The idea there isn’t being different just for the sake of being different. In many cases we kept the pristine names of systemd, as for example in the socket activation feature that we’re implementing support for we’ll have listen-stream. It wouldn’t be my first choice of terminology, but we preserved it precisely to help mapping between the two worlds.
But the case here is different, in the sense that systemd has very poorly designed terminology around those ideas. Just consider:
All of these are essentially about starting and stopping services on certain events. Yet, we have mixed up the ideas of binding, parts, propagation, soft and hard dependencies, and so on. And this is not only very confusing, but it also burns down terminology in the sense that once we have a part-of term in the stanza with a given meaning, for example, a proper design needs to burn the term because we don’t want multiple uses of that next to each other.

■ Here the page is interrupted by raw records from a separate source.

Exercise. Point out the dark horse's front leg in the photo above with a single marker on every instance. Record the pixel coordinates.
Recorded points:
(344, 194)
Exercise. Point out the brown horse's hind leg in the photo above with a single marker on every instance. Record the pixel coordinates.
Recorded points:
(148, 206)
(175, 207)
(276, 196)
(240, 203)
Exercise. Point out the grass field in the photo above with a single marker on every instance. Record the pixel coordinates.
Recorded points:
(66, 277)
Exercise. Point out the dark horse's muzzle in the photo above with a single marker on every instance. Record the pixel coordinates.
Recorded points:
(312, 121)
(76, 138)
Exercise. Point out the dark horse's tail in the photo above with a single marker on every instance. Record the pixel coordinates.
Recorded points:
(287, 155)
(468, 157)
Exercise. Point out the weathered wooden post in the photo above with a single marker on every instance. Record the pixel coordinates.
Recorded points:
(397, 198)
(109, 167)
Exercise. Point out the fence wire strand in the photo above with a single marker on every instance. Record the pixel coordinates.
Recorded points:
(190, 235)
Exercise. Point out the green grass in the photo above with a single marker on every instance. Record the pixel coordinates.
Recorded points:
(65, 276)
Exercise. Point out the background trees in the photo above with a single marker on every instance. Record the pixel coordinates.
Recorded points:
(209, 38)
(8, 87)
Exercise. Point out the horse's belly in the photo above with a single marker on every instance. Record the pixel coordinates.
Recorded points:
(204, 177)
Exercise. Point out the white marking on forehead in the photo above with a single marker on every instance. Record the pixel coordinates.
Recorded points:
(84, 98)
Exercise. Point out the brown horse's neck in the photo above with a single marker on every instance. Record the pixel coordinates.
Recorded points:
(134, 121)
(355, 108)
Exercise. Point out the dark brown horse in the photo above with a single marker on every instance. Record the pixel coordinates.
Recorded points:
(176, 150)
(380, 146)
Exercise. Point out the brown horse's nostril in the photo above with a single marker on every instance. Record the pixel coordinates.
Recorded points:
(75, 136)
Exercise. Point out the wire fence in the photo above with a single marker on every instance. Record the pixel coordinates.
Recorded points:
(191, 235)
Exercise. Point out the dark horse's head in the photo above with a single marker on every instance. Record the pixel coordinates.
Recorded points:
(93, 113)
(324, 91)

Those terms are also not self-describing, and I commonly see experienced people digging down in the documentation to re-learn what they mean, even for the better cases such as Requires. See for example this question on stackexchange which was viewed six thousand times since it was asked 11 months ago. There are many of those.
So… here is a proposal:
Let’s start with a small set of options that covers the common cases we know about in terms of inter-dependency between services. Some good candidates we discussed:
- starts-with: <other> | [<other>, …]
- stops-with: <other> | [<other>, …]
- runs-with: <other> | [<other>, …]
The first two will be appropriately mapped to Requires, Wants, or PartOf as appropriate to obtain the intended semantics. The last one, runs-with, leverages BindsTo, which unfortunately is the only option that includes the idea of exiting together with another service’s self-termination. Wasn’t for that, we might also have an independent exits-with option.
Then, as a follow up step, let’s look into how to properly map the support for targets into snaps in a way that is both safe and convenient. We probably won’t need new terminology for that, other than perhaps something to define the targets themselves. We do need to consider the issue of confined interaction with the system, and whether we want snaps to operate on a global namespace or individual namespace, and if global, how maintain sanity on that namespace.
In either case, from what I understand on your description, all of those issues are points we want to make work, so thanks for engaging with us and let’s push it forward.